At January 22, 2009 at 8:29 AM , Blogger Junk Bonds said...

Yesterday's rally not withstanding, I would tend to agree with your assessment. I too was looking for a rally in Q1 of 2009 but now I think there is a higher chance of retesting the lows. But given my recent record of predictions, this may be a contrary indicator. :)
In terms of sectors, infrastructure looks to be the safe bet. Perhaps we should switch into CAT? I also like tech infrastructure, since Obama is the first "technology" president. Every time he mentions building "bridges and roads", he always includes extending the internet and wi-fi buildout. I think companies like BRCM, QCOM and even IBM will benefit from some gov't spending.

 
At January 23, 2009 at 9:07 PM , Blogger Des said...

Yes maybe CAT is more diversified in terms of less reliance on Agriculture, although I still like the agriculture theme. People still got to eat. I read in Potash's earnings report that it's still worthwhile for farmers to use fertilizer because for one dollar of investment in NPK, you get $3 in Ag profit! Maybe Fulton Associates should go into farming!
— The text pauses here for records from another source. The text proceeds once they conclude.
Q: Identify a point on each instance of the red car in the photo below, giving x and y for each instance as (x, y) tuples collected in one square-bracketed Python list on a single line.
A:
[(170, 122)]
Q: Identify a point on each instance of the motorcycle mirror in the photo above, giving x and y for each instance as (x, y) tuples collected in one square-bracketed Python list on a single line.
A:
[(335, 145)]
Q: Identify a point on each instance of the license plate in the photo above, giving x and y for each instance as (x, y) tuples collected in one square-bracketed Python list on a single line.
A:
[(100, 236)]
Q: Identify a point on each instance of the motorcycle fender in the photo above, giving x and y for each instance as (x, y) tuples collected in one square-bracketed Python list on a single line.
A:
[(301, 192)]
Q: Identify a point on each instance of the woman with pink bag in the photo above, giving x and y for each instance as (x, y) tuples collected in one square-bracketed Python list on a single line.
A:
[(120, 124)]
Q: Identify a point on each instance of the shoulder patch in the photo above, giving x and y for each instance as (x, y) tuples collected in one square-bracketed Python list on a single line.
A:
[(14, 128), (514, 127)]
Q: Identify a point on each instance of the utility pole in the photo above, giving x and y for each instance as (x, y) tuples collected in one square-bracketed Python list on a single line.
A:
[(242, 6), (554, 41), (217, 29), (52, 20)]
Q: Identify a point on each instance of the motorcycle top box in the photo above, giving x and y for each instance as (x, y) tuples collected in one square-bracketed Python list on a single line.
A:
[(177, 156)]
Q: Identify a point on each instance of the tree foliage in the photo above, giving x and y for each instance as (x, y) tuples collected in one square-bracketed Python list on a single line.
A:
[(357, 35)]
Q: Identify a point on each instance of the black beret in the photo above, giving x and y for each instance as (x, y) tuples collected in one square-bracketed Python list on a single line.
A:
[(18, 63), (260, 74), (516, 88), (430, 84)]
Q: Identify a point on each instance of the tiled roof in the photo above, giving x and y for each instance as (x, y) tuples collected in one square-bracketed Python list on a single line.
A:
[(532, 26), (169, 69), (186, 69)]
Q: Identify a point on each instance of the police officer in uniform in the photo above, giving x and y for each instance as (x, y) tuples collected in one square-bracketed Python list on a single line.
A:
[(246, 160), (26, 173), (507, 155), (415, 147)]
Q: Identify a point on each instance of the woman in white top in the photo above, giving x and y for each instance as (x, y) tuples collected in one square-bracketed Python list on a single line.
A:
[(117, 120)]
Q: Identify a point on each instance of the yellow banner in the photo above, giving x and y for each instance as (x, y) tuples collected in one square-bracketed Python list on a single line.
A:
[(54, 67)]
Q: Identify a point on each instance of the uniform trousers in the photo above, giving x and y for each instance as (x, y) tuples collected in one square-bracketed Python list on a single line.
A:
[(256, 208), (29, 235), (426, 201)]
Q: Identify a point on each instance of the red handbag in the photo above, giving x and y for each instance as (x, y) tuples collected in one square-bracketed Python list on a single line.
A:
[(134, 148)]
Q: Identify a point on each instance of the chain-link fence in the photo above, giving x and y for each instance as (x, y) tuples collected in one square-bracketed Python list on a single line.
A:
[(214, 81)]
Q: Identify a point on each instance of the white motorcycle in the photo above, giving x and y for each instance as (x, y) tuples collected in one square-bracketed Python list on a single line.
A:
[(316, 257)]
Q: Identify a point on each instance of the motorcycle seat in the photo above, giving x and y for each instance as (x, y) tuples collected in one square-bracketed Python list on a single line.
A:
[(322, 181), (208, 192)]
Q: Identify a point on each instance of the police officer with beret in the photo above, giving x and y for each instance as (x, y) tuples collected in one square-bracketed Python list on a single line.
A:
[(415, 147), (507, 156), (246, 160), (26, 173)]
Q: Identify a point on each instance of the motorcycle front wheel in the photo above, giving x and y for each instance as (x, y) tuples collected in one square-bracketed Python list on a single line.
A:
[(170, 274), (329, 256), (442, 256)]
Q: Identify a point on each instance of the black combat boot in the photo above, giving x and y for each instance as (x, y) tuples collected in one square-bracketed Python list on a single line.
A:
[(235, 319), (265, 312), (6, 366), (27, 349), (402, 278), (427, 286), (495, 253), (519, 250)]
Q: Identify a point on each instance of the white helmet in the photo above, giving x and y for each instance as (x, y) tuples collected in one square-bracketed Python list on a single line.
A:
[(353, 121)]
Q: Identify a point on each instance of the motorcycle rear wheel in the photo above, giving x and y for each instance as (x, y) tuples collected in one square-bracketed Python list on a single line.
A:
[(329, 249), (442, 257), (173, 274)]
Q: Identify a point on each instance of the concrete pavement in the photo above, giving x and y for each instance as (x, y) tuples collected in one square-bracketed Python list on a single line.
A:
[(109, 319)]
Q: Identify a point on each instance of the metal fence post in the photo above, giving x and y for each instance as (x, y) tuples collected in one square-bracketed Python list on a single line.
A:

I haven't noticed Obama's talk about tech. infrastructure but indeed this would make BRCM interesting.

One criticism I've heard about these stimulus packages is that they're using such large numbers that there aren't enough decent projects around to soak up the funds and excess labour. Oh well, Keynesianism never required much thought. Building bridges to nowhere is exactly what Japan did in its lost decades!